Order of authors' names--need for an official policy?

Arnold M. Zwicky zwicky at CSLI.STANFORD.EDU
Fri Feb 27 18:08:44 UTC 2004


On Feb 26, 2004, at 5:27 PM, RonButters at AOL.COM wrote:

> In a message dated 2/25/04 11:24:53 PM, zwicky at CSLI.STANFORD.EDU
> writes:
>
> << so now, it seems, *nobody* has an actually stated policy. >>
>
> Does it seem worth doing something about? I'd be happy to take it up
> with the
> proper authorities at the American Dialect Society, but it is not easy
> to
> imagine what such a policy should (could?) say. LI's approach doesn't
> seem to
> have been a success.

i can't see a policy that authors would find acceptable.  the LSA lets
people order themselves as they wish (in Language and on papers
presented at meetings), the ADS does the same, and the AAAS, and (i
discover by looking at some back issues of Daedalus) the American
Academy, and every book publisher that i know of.  and so on.

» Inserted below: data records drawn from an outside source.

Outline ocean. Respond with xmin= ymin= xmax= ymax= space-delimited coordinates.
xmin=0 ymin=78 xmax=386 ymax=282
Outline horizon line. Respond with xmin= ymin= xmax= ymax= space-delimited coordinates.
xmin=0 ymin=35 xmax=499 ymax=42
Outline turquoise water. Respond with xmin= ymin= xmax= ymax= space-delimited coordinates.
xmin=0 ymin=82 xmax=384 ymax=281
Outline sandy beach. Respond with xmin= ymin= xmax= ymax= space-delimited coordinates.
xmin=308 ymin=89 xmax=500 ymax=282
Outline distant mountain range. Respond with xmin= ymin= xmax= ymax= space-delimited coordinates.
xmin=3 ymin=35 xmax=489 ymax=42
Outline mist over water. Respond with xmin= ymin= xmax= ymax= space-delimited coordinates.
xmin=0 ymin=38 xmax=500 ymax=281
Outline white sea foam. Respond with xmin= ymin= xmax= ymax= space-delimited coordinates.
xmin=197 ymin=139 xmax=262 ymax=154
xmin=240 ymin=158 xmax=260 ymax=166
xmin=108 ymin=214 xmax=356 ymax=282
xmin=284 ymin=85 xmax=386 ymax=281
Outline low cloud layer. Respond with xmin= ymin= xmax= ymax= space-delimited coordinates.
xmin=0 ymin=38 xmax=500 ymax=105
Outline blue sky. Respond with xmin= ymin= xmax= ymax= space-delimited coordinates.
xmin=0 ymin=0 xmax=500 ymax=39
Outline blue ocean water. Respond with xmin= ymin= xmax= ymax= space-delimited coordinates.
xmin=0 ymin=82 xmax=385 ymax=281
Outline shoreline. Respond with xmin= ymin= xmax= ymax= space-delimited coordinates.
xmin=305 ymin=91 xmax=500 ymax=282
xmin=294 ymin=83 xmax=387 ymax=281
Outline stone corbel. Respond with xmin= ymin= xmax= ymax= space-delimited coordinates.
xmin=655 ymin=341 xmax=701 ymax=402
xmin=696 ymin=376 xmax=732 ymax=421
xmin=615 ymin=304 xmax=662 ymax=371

it's yet another case of constraints in conflct (alphabetical order,
order of descending significance in the world, order of descending
contribution to the work, Grand Old Person Last out of politeness --
i'm almost surprised we haven't found a work with names ordered
phonologically, by number of syllables, for instance), with different
resolutions of the conflicts in different contexts.  this is, like it
or not, just the way the world works.  you could try to prescribe some
universal resolution, but the users of the system are going to rebel,
and for good reason, because they have other goals and these are
important to them.

given this background, it's distressing that tenure review committees
should (occasionally -- very occasionally, i hope) be weighting
first-authored papers more heavily than others.  but then tenure review
committees have been known to mindlessly count pages too.  the
committees, especially at high levels of review, tend to get desperate
at the size of the task (i can remember, with dismay, looking at files
for a hundred or more cases) and hope for easy gauges of worth.  but
there's no substitute for trying to understand the context and content
of a candidate's work.

i doubt that a prescription from any of our organizations would work to
eliminate such instances of human laziness and stupidity.  it's up to
those of us in academic institutions to speak up.